El Institut d'Estudis Catalans tiene dos acepciones para definirla: 1) deseo excesivo de honor o de dominio, y 2) deseo intenso de algo que se considera honrosa. Nuestra cultura se queda con la primera, pero ya va siendo hora de que incorporamos la segunda y el Barça siempre lo ha tenido. El Barça como club siempre ha querido ser - y es - más que un club, siempre ha querido ser reconocido, siempre ha querido ser el mejor club del mundo, y finalmente lo es, por el trabajo de mucha gente y de la mano de alguien que es ambicioso en la segunda acepción: Josep Guardiola.
Este ambicioso que sólo prometía una cosa: persistencia. Persistir para llegar, porque crees que vale la pena. Y cuando llegas, lloras. Es el llanto de la emoción que sin por haber hecho realidad tu deseo intenso, por haber conseguido hacer realidad lo que tú crees y que, probablemente, otros no creen, y que con su incredulidad te hacen daño, porque no sólo no te ayudan, sino que si pueden, te harán caer. Es el llanto del hecho de tener que convencer, de la soledad de muchos instantes, de vuelta a empezar, del hecho de ver como otros sufren porque creen con lo que tú haces y te acompañan. Es el llanto de la complejidad, de un montón de sentimientos, de recuerdos, de hechos. Es el llanto del éxito, del triunfo, que en este caso fue público - y tenemos que estar contentos de que lo fuera porque nos debe hacer pensar - y que en muchos otros casos es privado y desconocido. Y es el llanto del agradecimiento, de dar gracias a todos aquellos que están y que fueron. En definitiva, es el llanto de la autoestima y de la ambición.

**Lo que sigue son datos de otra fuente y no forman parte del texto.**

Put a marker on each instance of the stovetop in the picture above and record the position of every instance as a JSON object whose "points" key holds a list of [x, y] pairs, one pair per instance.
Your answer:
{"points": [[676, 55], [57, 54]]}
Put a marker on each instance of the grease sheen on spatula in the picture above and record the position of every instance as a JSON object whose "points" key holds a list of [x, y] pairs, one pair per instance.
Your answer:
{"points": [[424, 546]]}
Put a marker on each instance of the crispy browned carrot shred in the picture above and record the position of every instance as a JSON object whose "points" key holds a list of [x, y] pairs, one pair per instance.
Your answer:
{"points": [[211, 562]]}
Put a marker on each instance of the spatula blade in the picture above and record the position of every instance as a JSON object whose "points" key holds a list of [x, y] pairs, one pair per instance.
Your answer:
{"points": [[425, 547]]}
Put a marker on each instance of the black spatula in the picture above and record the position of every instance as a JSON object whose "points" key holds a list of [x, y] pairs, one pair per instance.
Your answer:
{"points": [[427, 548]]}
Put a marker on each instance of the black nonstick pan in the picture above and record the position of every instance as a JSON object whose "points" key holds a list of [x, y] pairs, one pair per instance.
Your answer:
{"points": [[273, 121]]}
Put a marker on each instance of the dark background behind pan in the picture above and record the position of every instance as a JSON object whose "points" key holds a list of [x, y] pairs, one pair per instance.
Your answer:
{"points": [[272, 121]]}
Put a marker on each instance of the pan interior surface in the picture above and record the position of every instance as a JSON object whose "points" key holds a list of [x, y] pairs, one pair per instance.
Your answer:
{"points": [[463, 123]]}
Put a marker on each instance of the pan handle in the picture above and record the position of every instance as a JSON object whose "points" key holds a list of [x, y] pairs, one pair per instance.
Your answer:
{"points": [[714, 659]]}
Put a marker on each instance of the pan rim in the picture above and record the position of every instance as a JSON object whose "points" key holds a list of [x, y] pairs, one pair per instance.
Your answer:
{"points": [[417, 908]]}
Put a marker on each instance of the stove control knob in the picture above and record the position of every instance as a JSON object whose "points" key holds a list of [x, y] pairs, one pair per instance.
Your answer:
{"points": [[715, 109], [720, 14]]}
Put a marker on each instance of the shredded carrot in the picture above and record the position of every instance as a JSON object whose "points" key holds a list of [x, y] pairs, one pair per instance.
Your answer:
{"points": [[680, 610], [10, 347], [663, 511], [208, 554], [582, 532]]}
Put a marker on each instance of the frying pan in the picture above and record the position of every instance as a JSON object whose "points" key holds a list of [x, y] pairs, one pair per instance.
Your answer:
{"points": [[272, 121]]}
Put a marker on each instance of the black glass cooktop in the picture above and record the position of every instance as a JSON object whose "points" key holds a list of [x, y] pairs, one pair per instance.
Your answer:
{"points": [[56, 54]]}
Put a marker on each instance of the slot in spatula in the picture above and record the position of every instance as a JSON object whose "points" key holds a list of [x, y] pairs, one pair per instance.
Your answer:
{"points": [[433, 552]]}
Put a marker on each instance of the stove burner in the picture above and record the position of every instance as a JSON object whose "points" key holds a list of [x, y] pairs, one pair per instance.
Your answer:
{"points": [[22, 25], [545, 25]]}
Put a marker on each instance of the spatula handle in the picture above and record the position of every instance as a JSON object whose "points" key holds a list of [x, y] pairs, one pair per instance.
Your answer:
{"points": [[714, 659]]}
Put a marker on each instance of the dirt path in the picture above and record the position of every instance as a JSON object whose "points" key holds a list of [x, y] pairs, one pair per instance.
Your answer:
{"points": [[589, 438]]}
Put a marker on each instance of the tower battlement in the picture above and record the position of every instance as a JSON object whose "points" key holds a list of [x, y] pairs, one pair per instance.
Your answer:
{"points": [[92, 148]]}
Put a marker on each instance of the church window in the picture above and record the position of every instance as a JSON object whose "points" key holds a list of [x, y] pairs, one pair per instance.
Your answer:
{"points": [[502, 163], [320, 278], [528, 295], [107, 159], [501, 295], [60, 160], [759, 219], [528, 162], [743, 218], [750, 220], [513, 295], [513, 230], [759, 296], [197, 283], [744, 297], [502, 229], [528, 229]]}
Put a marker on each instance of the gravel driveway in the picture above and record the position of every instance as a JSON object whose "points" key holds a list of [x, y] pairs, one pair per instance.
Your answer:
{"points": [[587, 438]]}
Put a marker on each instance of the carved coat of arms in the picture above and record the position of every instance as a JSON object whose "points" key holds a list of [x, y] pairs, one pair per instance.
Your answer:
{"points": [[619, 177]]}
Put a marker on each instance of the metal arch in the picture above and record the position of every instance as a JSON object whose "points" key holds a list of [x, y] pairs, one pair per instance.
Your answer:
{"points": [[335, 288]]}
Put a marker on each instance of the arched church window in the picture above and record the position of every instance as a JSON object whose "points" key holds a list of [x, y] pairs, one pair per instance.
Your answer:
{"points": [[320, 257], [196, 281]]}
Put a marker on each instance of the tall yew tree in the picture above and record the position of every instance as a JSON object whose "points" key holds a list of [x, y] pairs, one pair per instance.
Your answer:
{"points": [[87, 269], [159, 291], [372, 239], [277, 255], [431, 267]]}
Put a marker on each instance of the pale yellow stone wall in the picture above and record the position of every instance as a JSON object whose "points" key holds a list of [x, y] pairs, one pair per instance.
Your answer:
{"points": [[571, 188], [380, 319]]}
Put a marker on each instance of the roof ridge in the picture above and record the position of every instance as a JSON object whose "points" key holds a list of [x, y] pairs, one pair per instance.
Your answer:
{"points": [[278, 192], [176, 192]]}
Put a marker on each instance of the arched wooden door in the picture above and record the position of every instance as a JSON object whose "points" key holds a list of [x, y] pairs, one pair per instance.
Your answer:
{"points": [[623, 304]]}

Es la metáfora de Guardiola: la autoestima y la ambición para persistir en lograr, en su caso, ser el mejor equipo del mundo.
Qué bien que iría que todos ploréssim menudo!
Finalmente, como que estamos en Navidad, aprovecho para desearos que el tió te cague fuerza autoestima y ambición y con ello haremos que el 2010 sea mejor.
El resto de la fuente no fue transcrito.